Keeping Kids Healthy
By Drs. Sally Robinson and Keith Bly
Probiotics — meaning for life — are microorganisms that may help with digestion and offer protection from harmful bacteria just as the existing good bacteria in your body already does.
The most common types of probiotics are strains of tiny organisms called bifidobacterium and lactobacillus.
Some formulas are fortified with probiotics, which are live bacteria. They are good or friendly bacteria that are already present at high levels in the digestive system of breast-fed babies.
Prebiotics are nondigestible carbohydrates that act as food for the probiotics. Prebiotics are found in whole grains, bananas, onions, garlic, honey and artichokes.
When probiotics and prebiotics are combined, they are called synbiotics. Yogurt is an example of a synbiotics, which contains the live bacteria and the fuel they need to survive.
Some research has shown that the probiotics mentioned above may prevent or treat disorders such as infectious diarrhea and atopic dermatitis (eczema) in children.
They have been shown to help treat diarrhea after treatment with certain antibiotics.
In formula-fed babies, the introduction of probiotics is designed to promote a balance of bacteria in your baby’s intestines and offset the growth of unfriendly organisms that could cause infections and inflammation.
Other possible health benefits are being studied as well, including whether probiotics can lower your child’s risk of food-related allergies and asthma, prevent urinary tract infections, or improve the symptoms of infant colic.
Side effects are rare.
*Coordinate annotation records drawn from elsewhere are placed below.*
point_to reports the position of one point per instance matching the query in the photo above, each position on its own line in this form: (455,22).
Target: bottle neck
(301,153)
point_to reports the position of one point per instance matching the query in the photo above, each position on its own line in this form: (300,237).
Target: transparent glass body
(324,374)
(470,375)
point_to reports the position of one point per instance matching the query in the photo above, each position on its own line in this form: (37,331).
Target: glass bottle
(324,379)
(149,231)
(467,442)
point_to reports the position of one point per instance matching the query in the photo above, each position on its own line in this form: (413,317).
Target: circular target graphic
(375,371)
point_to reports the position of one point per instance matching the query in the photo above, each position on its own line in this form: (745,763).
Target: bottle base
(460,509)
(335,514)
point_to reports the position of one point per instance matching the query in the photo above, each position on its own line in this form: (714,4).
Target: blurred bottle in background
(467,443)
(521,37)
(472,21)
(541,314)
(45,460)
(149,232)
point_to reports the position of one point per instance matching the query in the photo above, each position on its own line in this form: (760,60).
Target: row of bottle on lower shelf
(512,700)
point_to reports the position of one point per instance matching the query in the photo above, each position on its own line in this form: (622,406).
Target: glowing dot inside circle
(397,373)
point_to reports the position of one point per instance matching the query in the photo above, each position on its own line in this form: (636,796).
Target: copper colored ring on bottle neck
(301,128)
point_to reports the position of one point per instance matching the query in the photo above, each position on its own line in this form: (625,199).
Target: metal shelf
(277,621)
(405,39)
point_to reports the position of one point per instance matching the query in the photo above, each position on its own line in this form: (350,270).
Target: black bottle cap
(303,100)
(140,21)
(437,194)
With many of these health conditions, the evidence confirming any positive effects of prebiotic use is limited and more research is needed.
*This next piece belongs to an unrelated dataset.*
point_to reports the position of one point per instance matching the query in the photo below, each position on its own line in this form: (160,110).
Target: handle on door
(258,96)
At this time, any benefits appear to occur only as long as the probiotics are being taken. Once your baby stops consuming probiotic-fortified formula, the bacteria in the intestines will return to their previous levels.
Before giving your child infant formula that is fortified with probiotics, discuss the issue with your health care provider.
Sally Robinson is a clinical professor of pediatrics at UTMB Children’s Hospital, and Keith Bly is an associate professor of pediatrics and director of the UTMB Pediatric Urgent Care Clinics. This column isn’t intended to replace the advice of your child’s physician.